If the airplane can send fault messages home, why don't blackbox data streams get sent as well? At least that way there would be some situation info available as opposed to none.
The fault messages are generally intended for maintenance so that when the plane arrives they can be repaired as quickly as possible and the plane turned around. They also help with long term tracking of wear and tear. Current blackbox recorders record a huge amount of data which would be infeasible to transmit, especially when it has to go via satellite such as when over oceans. Plane crashes are very rare (that is why they make the news) and it is even rarer to not find the blackboxes.
In some ways reliance on flight computers is like reliance on spreadsheets or calculators -- if you do not understand what is going on and are not capable of doing it yourself then you cannot tell if the software is correct. Essentially, if the computer says it is so then it is, and you either survive or not.

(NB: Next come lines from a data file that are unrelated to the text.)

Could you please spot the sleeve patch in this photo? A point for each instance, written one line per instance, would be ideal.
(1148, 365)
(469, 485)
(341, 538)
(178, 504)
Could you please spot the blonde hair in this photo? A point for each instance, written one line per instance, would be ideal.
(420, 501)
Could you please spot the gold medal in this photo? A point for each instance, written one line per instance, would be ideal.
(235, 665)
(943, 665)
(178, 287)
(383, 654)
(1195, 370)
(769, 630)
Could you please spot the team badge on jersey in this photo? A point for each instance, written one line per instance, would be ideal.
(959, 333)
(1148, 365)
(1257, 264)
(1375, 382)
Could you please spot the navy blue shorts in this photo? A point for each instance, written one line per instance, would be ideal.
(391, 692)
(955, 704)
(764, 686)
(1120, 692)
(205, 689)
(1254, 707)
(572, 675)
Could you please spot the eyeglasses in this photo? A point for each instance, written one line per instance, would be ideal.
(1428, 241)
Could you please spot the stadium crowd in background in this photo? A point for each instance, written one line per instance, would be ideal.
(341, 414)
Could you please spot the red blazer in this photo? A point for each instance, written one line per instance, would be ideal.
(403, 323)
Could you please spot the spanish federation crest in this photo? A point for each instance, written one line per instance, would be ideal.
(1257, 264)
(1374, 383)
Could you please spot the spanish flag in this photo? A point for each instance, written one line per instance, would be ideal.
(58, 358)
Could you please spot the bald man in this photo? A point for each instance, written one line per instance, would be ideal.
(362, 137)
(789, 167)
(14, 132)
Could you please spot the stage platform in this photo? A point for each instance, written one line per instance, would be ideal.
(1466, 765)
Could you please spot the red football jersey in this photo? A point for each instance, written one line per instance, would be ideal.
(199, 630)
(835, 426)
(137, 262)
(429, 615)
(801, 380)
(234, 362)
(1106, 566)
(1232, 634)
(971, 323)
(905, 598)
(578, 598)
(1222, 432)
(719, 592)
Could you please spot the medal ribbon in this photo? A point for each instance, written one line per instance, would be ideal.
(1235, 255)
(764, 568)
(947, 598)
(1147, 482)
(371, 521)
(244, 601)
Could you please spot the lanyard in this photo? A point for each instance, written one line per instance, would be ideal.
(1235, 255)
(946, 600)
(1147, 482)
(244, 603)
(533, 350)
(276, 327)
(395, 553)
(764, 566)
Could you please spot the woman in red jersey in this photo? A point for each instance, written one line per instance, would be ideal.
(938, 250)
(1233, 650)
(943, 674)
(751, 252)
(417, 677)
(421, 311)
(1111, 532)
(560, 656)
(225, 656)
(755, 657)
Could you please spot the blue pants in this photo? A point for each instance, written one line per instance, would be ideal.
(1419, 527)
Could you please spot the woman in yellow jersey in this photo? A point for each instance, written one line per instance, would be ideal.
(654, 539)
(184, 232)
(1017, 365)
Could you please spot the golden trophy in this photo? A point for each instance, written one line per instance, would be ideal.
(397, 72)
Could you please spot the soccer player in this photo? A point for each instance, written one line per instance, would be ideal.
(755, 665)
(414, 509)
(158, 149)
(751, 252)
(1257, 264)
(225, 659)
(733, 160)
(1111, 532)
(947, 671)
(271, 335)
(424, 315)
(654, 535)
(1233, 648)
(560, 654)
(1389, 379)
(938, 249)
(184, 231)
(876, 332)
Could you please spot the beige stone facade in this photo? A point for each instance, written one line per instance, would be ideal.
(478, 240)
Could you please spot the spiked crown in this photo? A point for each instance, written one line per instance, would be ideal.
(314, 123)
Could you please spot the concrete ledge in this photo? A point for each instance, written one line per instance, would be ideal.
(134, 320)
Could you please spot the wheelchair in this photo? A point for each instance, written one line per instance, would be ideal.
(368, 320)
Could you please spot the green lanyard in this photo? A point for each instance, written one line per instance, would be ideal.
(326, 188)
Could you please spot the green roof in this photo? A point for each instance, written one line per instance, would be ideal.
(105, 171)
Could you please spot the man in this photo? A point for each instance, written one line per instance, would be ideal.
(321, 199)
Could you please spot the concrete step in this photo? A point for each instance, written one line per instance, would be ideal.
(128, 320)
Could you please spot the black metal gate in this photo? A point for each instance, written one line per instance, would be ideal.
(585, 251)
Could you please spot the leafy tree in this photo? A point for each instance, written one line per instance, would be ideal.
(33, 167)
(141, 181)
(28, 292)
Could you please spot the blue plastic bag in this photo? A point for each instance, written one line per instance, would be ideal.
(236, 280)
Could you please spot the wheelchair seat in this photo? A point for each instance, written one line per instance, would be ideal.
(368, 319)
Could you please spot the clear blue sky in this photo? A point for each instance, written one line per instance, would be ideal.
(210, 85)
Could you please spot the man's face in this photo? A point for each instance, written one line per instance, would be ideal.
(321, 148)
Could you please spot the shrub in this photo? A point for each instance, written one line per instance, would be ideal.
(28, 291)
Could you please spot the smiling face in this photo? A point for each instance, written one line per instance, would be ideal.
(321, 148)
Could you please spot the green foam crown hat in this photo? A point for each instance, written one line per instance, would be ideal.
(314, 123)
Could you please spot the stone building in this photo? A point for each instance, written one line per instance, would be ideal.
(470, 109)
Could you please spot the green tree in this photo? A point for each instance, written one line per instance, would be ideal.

You overestimate the ability of humans. We are long gone from the days of the lonesome hero sweating it with the control stick. A flying plane is a complex mechanism. You have many control surfaces, air pressures and speeds, centre of gravity, fuel consumption, engine abilities, aerodynamics etc all to take into account. A computer program can do all of that so many times better than a human which includes being both more economical and reacting quicker. The people who make planes are not idiots. Ultimately you have to take the underlying tools you use as is. For example I don't see you insisting on design your own CPU - you just use whatever is in your computer. The airplane manufacturers have user (pilot) interaction teams to try and provide the best interfaces possible. For example the Airbus team decided that the computer could feasibly compute safe flight angles but humans are unlikely to, so a human can pull the stick bar as far as the want but the plane will only obey it as much as is safe. Boeing provide force feedback on their control sticks in the 777 but that information is synthesized (ie fake). They also have modes where the computer hands over more control to the pilot such as when the computer is unsure of the readings it is getting or the calculations do not make sense. (I believe pilots can also manually select these more control to them modes.)
But if you think humans are so much better look at how many managed to kill themselves in the earlier days of aviation, or at the way people "pilot" cars today.
If you genuinely care about this sort of stuff then I'd recommend studying and working for the regulators or design companies and seeing what difference you can make.